Wednesday, June 2, 2010

Keep it...

Like a large bright star held above the clouds on a long lonely desert night during the final moments of the month known as December there stood a highway billboard that sang out to those who passed it by, “Feel the force Luke…if you follow me, you can let go of everything taking you down. Trust in me and I shall give you cha-ching.”



3:23 this morning, the only sign lit like yesterday’s noon time temp was the Power Ball sign that boldly read $260 million.



I can barely tell you what it’s like to have a twenty dollar bill in my pocket. What in Sam Hill is $260 million? If Dad caught me anywhere near that trash he’d latch his mighty grip onto the back of my shirt and pull back this 225 pound frame, expressing a stern Montana cowboy warning, “There’s trouble in those numbers son…you go anywhere near that junk in the trunk and you’ll be paying a price much larger than the tallest skyscraper.”



$260 million seems like a lot of fun until you find yourself snuggling up to Travis McCoy’s latest release Billionaire. $260 million is only a quarter of the way to what he calls the pentacle of life. Travis does a great job capturing the sing-a-bility of all who dream—like a late night info-mercial you too can be seriously rich and famous like Oprah Winfrey.

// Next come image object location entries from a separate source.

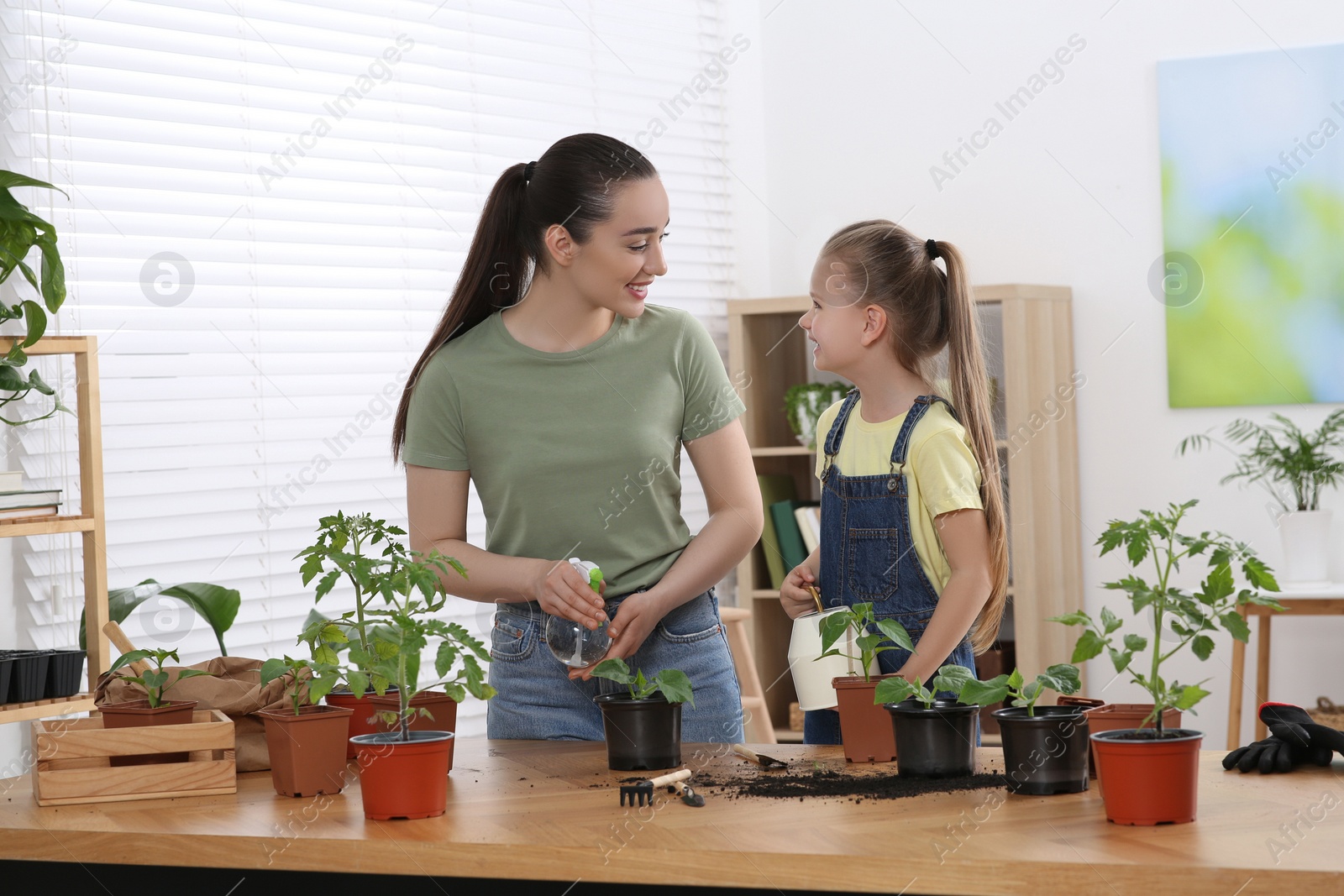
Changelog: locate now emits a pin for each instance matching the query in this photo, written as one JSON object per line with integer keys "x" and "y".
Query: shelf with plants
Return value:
{"x": 31, "y": 237}
{"x": 1027, "y": 332}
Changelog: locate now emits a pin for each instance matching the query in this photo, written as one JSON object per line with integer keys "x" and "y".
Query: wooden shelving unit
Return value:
{"x": 1028, "y": 342}
{"x": 91, "y": 523}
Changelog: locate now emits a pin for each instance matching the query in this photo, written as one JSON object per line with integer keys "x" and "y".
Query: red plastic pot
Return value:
{"x": 134, "y": 714}
{"x": 864, "y": 726}
{"x": 1148, "y": 781}
{"x": 403, "y": 778}
{"x": 307, "y": 752}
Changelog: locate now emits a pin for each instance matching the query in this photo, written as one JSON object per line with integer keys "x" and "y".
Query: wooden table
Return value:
{"x": 1324, "y": 602}
{"x": 538, "y": 810}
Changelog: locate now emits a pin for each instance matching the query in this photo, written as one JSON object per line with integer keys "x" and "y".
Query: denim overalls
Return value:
{"x": 869, "y": 557}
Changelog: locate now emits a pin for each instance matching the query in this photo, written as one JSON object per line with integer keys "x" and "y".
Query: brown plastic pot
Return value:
{"x": 1116, "y": 716}
{"x": 360, "y": 721}
{"x": 443, "y": 707}
{"x": 405, "y": 778}
{"x": 1148, "y": 781}
{"x": 864, "y": 727}
{"x": 307, "y": 752}
{"x": 136, "y": 714}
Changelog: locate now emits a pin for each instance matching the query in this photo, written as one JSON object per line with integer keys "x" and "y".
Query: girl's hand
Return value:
{"x": 795, "y": 597}
{"x": 564, "y": 593}
{"x": 635, "y": 621}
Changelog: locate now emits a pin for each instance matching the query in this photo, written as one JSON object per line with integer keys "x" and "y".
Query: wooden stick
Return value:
{"x": 120, "y": 640}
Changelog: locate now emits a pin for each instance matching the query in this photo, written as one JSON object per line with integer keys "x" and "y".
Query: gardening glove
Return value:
{"x": 1268, "y": 757}
{"x": 1292, "y": 725}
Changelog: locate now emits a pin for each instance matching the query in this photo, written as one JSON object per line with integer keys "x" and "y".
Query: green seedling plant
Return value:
{"x": 870, "y": 644}
{"x": 1014, "y": 689}
{"x": 319, "y": 678}
{"x": 347, "y": 546}
{"x": 400, "y": 631}
{"x": 1191, "y": 617}
{"x": 951, "y": 679}
{"x": 674, "y": 684}
{"x": 152, "y": 681}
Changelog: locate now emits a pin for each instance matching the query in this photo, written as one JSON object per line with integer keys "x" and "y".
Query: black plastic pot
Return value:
{"x": 29, "y": 676}
{"x": 64, "y": 673}
{"x": 1047, "y": 752}
{"x": 642, "y": 734}
{"x": 934, "y": 741}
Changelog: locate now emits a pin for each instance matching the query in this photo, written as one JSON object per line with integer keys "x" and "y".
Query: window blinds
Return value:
{"x": 269, "y": 203}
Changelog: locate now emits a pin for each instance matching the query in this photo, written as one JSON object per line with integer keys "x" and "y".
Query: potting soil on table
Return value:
{"x": 827, "y": 785}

Warner Brother’s is set to release a new movie called Lottery Ticket—a man whose numbers match can’t cash in his winning tickets because it’s the July 4th holiday. Once the neighborhood, city and world catch onto his identity…all that seemed surreal quickly evolves into a series of choices and nightmares.



I’ve always wondered how those who win American Idol truly feel. It’s fun to shout, “I’m going to Disney World!” But how many times can you do it before your dreams no longer seem important? A big night on stage is no different than selling a used car to a family who can barely afford a ten speed bicycle.



Radio great Major Dan Miller once told me, “The average person thinks the broadcast industry is the greatest, coolest, most brilliant job on earth until they pop that microphone open during a weekend afternoon show or on a holiday they once had off. That’s when the weak begin to fall from the ranks of the business—it’s no longer fun to hear Lady GaGa for a 200th time.”



Winning Power Ball’s $260 million makes me numb. I couldn’t share it. I’d be so afraid of losing every cent that it would sit in a bank and collect rust, dust and mites. I grew up eating boiled eggs and hamburger, fried bologna washed down with powered milk from a box combined with pieces parts from rabbits we use to name until it finally became clear what their destiny would be.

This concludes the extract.